I curse you and Gawker for inducing me to read the Daily News piece, which included the phrase “plasters over our nipples to make sure we didn’t reveal too much during the swimsuit round,” referring to Sarah Palin’s pageant tips ‘n’ tricks.
MUST. BLEACH. BRAIN.
.It’s the scotch taling. Hitchens always gets all “fuck the colonies” when he gets really hammered.
Mr. Hitchens, PJ O’Rourke called, he wants his schtick back, from 15 years ago.
You know, up until about 8 years ago, I thought that conservatives, like liberals, wanted a peaceful, free, prosperous human race and we just disagreed about how to go about it. Now I know that there really are people so evil that they want everybody else to suffer and die, because it gives them pleasure.
We will eventually achieve peace, and freedom and prosperity, when all these low-life scumbag motherfucking reptilian pieces of shit are rounded up and placed in (very humane, of course) mental institutions.
So is Chris now crazier than his brother Peter?
gurukalehuru:
Nah, most conservatives just want war, famine, disease and widespread human misery because otherwise they’d have to admit that a 15 cent rise in the minimum wage didn’t really have the catastrophic effects they were predicting.
Sussemilch: Stock market isn’t the point. It is the measured, grinding, inevitable cessation of economic activity as every bit of liquidity is squeezed out of the credit markets which are about 100 times larger and more important than the stock market.
See you in the hobo jungle.

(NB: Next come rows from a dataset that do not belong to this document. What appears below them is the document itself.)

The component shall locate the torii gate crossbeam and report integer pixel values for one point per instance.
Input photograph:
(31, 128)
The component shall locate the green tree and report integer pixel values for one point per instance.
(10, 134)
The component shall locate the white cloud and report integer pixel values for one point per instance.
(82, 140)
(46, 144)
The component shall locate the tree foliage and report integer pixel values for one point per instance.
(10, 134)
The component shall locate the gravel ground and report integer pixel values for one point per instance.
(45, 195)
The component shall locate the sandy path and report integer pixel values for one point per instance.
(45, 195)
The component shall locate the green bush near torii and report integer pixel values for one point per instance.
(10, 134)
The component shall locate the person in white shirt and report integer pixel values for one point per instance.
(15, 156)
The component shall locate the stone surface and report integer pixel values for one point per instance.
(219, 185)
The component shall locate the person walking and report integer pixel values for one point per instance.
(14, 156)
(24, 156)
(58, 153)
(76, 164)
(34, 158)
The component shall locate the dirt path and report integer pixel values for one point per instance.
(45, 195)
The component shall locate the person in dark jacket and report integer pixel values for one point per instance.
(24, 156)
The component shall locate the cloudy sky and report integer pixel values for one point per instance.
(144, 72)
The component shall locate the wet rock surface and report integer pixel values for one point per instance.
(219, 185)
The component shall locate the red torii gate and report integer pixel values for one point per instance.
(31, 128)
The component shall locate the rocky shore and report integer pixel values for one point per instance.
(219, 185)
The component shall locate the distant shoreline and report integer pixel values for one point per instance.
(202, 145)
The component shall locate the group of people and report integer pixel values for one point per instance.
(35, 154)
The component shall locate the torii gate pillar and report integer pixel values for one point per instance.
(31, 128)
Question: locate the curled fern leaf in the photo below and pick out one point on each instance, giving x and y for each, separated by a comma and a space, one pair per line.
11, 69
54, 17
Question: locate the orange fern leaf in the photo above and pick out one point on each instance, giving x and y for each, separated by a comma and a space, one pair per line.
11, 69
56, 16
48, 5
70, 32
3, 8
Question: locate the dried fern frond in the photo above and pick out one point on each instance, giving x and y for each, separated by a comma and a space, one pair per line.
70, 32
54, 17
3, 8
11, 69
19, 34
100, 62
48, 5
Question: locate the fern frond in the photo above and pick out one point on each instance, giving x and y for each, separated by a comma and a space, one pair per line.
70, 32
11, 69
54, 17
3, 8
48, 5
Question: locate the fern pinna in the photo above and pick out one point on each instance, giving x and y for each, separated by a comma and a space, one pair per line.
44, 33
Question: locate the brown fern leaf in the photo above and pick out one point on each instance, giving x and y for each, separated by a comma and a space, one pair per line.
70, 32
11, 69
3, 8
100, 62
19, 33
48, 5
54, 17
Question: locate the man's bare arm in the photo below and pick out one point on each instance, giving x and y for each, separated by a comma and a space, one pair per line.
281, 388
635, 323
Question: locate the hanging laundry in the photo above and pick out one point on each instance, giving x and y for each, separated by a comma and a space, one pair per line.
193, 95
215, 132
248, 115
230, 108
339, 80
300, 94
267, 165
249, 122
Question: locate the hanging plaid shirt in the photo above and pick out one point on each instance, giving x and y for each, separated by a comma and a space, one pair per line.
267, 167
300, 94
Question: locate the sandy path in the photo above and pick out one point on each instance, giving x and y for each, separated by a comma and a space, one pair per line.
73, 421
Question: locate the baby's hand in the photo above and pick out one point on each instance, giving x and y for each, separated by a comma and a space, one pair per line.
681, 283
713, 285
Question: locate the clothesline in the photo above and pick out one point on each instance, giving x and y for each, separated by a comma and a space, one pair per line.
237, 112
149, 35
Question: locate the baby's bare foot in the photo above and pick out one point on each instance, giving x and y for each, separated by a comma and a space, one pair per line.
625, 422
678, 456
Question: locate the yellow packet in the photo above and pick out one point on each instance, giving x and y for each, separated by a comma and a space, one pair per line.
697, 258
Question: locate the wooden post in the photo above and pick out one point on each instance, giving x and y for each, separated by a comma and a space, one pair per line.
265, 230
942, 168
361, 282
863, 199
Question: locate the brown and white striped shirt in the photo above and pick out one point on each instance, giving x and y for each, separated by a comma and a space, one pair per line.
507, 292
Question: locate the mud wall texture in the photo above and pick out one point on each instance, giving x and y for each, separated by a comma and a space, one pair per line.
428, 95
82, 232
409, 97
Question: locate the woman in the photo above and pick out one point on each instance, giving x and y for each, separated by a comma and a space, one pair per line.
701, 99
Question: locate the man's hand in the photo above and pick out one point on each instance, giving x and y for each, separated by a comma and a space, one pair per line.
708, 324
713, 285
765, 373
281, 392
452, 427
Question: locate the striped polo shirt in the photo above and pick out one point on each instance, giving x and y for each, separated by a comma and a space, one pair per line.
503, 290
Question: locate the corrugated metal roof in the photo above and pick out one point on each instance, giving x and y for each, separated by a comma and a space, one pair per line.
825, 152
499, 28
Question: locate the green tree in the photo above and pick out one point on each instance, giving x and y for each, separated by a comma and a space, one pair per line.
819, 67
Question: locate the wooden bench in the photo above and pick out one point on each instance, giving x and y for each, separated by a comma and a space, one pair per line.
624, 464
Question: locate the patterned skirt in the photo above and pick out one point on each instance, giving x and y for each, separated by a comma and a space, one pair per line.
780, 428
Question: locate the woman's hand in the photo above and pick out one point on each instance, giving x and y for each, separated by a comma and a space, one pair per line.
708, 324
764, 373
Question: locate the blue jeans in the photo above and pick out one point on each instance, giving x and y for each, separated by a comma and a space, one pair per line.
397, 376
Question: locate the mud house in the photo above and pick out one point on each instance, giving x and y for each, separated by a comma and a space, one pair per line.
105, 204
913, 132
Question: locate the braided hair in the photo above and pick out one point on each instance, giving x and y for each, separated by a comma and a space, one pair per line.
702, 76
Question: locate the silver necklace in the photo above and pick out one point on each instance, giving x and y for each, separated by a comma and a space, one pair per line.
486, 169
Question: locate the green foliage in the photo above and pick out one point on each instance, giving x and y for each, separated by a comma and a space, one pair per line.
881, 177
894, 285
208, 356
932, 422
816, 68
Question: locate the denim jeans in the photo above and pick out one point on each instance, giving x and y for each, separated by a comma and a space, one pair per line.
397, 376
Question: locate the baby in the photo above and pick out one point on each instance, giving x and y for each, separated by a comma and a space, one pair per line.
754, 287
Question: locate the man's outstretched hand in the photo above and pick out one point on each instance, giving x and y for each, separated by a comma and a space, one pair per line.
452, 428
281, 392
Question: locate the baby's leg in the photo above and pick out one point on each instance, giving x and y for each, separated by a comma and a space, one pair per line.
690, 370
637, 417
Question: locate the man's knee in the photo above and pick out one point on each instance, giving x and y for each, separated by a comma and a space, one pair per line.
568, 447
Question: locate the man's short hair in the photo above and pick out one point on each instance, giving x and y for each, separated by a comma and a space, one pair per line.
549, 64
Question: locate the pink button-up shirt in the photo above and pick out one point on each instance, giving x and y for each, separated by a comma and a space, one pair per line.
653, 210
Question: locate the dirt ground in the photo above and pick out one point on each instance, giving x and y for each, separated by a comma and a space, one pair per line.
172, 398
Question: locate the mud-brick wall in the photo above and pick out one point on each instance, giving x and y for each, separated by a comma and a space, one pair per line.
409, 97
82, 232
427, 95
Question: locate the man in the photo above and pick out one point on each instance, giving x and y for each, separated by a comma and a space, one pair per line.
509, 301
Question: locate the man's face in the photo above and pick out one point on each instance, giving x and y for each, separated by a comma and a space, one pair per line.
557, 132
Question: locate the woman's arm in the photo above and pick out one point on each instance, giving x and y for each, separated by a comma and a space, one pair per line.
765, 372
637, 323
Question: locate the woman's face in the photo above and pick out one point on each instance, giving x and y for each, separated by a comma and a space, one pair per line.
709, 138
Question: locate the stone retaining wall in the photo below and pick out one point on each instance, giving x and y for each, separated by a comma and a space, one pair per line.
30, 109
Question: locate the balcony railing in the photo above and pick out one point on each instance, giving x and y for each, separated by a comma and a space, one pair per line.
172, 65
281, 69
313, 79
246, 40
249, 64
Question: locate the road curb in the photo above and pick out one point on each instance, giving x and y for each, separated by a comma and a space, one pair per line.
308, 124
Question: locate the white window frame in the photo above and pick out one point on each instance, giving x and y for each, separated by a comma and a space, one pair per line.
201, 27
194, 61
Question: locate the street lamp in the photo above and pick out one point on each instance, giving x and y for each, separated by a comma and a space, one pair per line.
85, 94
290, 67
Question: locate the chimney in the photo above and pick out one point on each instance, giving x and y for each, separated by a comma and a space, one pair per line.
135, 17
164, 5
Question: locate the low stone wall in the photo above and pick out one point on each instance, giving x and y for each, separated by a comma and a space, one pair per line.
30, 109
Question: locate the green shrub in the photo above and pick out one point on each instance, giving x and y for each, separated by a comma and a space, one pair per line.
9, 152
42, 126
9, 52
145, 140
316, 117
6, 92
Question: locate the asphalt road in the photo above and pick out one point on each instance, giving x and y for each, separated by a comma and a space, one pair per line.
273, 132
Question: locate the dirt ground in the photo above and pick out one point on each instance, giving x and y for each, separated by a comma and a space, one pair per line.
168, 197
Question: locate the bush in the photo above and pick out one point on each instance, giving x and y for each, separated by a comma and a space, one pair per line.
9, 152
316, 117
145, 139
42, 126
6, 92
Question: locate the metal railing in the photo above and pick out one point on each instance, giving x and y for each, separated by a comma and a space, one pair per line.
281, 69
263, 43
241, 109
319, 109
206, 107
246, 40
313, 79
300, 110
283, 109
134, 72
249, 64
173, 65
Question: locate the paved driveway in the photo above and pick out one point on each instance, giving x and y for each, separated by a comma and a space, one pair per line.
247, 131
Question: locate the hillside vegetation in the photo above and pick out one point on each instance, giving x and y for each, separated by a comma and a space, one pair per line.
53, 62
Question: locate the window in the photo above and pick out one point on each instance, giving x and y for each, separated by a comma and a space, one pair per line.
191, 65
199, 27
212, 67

I just bought a nice Stoeger 12 guage over and under with a 20 inch barrel that is touted in the ads as being perfect for upland bird hunting or home protection. Will take deliver on a couple of pallets of Campbells soup in a few days.

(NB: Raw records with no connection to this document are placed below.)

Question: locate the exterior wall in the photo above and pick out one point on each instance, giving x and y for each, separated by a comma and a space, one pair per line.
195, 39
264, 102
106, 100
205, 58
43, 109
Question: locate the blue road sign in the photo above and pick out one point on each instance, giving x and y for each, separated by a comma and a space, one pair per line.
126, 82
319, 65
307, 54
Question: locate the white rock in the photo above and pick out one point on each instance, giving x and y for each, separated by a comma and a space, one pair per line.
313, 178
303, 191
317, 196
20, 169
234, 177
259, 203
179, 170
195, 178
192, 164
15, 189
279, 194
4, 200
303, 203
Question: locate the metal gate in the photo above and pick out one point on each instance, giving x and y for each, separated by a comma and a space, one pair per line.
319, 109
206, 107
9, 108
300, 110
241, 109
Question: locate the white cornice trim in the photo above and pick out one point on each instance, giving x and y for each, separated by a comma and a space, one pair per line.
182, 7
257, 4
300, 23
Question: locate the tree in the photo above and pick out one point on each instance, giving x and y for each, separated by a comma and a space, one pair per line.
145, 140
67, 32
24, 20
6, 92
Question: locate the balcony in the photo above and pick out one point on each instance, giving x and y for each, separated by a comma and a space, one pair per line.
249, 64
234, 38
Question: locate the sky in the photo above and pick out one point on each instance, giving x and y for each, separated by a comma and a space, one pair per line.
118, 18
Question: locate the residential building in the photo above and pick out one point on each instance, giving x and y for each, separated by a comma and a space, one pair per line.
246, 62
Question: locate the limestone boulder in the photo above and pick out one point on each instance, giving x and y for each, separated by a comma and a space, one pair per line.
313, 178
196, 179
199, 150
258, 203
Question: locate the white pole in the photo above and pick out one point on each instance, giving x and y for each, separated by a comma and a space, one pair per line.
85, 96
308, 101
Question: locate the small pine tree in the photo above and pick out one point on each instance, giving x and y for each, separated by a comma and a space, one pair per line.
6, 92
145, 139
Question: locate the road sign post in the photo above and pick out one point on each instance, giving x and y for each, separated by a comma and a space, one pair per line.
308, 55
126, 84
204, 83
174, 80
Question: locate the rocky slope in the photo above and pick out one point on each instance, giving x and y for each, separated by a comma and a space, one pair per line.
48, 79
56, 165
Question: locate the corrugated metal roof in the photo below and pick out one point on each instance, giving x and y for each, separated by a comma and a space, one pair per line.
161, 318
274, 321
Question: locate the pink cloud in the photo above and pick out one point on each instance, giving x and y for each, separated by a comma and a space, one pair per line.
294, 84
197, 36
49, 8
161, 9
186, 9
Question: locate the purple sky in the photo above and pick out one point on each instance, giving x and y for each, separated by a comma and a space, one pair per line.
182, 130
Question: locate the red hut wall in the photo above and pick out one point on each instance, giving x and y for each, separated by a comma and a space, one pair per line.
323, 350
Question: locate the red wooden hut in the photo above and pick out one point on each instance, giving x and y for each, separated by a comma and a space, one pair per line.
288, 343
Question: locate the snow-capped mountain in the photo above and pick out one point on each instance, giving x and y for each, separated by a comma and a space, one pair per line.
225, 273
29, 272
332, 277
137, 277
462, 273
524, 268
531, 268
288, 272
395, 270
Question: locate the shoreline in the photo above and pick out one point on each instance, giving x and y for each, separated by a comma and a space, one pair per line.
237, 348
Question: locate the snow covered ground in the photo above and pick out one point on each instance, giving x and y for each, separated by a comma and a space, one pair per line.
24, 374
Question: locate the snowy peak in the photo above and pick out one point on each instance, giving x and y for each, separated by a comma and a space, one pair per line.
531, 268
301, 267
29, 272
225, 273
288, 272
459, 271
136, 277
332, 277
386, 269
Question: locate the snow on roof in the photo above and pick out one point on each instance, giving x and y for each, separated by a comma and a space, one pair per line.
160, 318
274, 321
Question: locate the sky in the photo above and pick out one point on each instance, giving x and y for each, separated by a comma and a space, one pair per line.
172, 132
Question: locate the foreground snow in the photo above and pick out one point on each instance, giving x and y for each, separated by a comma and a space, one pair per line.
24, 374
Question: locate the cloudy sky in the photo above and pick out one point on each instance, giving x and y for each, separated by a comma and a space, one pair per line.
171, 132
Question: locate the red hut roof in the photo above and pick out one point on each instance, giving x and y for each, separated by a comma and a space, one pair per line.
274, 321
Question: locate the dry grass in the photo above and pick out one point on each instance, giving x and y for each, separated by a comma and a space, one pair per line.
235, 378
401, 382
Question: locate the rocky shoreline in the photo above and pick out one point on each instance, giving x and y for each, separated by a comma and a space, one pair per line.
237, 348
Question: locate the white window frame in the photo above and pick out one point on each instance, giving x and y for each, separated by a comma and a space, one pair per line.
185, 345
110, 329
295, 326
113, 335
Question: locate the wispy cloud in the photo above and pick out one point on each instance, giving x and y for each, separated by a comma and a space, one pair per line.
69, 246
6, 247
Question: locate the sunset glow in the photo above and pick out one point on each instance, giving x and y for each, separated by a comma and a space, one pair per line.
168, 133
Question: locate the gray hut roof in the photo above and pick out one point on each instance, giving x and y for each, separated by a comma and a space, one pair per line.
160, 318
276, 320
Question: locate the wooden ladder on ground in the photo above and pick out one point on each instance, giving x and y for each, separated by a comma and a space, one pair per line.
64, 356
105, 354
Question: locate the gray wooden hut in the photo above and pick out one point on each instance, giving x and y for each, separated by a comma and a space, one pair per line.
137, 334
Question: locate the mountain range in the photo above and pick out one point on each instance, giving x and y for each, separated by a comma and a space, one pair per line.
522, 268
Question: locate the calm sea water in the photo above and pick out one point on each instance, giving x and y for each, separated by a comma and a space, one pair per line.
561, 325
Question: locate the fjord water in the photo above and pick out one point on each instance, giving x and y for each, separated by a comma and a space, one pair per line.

Hitchens hates everyone. Why is this such a big deal?
Hitchens doesn’t hate America. He hates himself. That’s why he been trying to kill himself with booze and cigarettes for years.

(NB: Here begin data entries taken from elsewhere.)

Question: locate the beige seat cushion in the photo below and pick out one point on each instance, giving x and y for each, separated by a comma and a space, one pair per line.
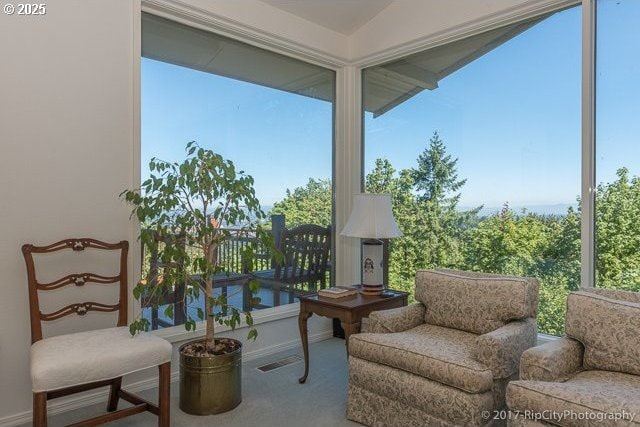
85, 357
588, 394
440, 354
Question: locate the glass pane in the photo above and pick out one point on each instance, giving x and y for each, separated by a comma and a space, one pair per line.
270, 114
618, 145
479, 143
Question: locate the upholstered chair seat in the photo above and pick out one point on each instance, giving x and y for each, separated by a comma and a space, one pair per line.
590, 377
85, 357
444, 360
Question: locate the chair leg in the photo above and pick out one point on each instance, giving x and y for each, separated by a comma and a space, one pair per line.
164, 395
40, 409
114, 394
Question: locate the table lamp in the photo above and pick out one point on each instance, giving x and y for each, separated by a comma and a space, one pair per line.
372, 219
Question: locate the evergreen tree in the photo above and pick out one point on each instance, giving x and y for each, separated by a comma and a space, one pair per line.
310, 204
436, 175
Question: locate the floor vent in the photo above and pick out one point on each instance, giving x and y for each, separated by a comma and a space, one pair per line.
280, 363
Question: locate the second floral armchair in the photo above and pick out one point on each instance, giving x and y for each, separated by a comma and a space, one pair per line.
445, 360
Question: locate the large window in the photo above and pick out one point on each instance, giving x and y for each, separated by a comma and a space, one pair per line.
618, 145
479, 143
270, 114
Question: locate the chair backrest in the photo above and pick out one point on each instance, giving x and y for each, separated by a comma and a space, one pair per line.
475, 302
77, 279
305, 250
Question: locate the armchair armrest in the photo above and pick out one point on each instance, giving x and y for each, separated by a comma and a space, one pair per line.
556, 360
500, 350
396, 319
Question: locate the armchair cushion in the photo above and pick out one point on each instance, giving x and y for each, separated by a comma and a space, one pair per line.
440, 354
396, 319
475, 302
613, 345
556, 360
588, 394
85, 357
500, 350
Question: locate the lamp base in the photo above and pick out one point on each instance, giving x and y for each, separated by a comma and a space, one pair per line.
372, 267
371, 289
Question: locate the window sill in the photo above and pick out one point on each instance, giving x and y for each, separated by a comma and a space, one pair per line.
178, 333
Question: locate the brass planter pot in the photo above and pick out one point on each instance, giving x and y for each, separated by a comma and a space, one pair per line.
212, 384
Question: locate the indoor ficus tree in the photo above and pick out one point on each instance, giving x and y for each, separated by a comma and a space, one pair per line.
185, 210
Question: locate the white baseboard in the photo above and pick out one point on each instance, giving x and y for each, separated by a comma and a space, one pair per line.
74, 402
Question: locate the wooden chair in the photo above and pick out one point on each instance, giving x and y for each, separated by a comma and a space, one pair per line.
71, 363
305, 249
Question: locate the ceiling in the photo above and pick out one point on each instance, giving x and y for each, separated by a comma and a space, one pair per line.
343, 16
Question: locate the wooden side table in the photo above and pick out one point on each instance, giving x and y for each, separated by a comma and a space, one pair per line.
350, 310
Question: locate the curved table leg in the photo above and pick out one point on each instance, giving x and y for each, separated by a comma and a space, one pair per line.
349, 329
302, 325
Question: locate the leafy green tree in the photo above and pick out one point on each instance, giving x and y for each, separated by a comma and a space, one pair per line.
618, 233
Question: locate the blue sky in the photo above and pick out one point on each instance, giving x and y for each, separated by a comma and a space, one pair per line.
512, 117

Serolf Divad: I think that some conservatives–the Cheney ilk and other neocon scumsuckers–want to take a more active role in spreading war and misery. While most are simply willing to sit back and enjoy the misfortunes of others, the neocons aren’t happy unless large numbers of non-white people are being killed in their name.
gurukalehuru: Mental institutions? Try hog farms.
We’re gonna be like Haiti, but with ugly people instead.
NY Sun tried to build circulation by distributing free on the Upper East Side, and apparently they’ve expanded the campaign now to include my sorry-ass-neighborhood, where you can still buy Little Hugs and Lemonheads candy and 25-cent bags of Utz. I was so chuffed at this compliment that I started wearing a top hat I made of black oaktag.
(Sorry that was too snarky. I love my neihgborhood. And I love Utz.)
donner_froh: Ick. Your view of the future really scared me. I think the way to survive this would be to simply find a good source of the old-fashioned, victorian kind of smokable opium and just smoke ourselves to death thinking of better times.
Also my theory on how to deal with Baby Boomers (of which I am one) when we hit social security. It would save so much money, if we’re still using money by then. We may be in a barter society, I suppose.
Hitch could care less about the suffering of others. He enjoys the hell out it. He lives simply. He has no family or responsibilities beyond his basic daily needs. A pint of single malt scotch, white bread toasted on one side and cupboard stocked with canned meat.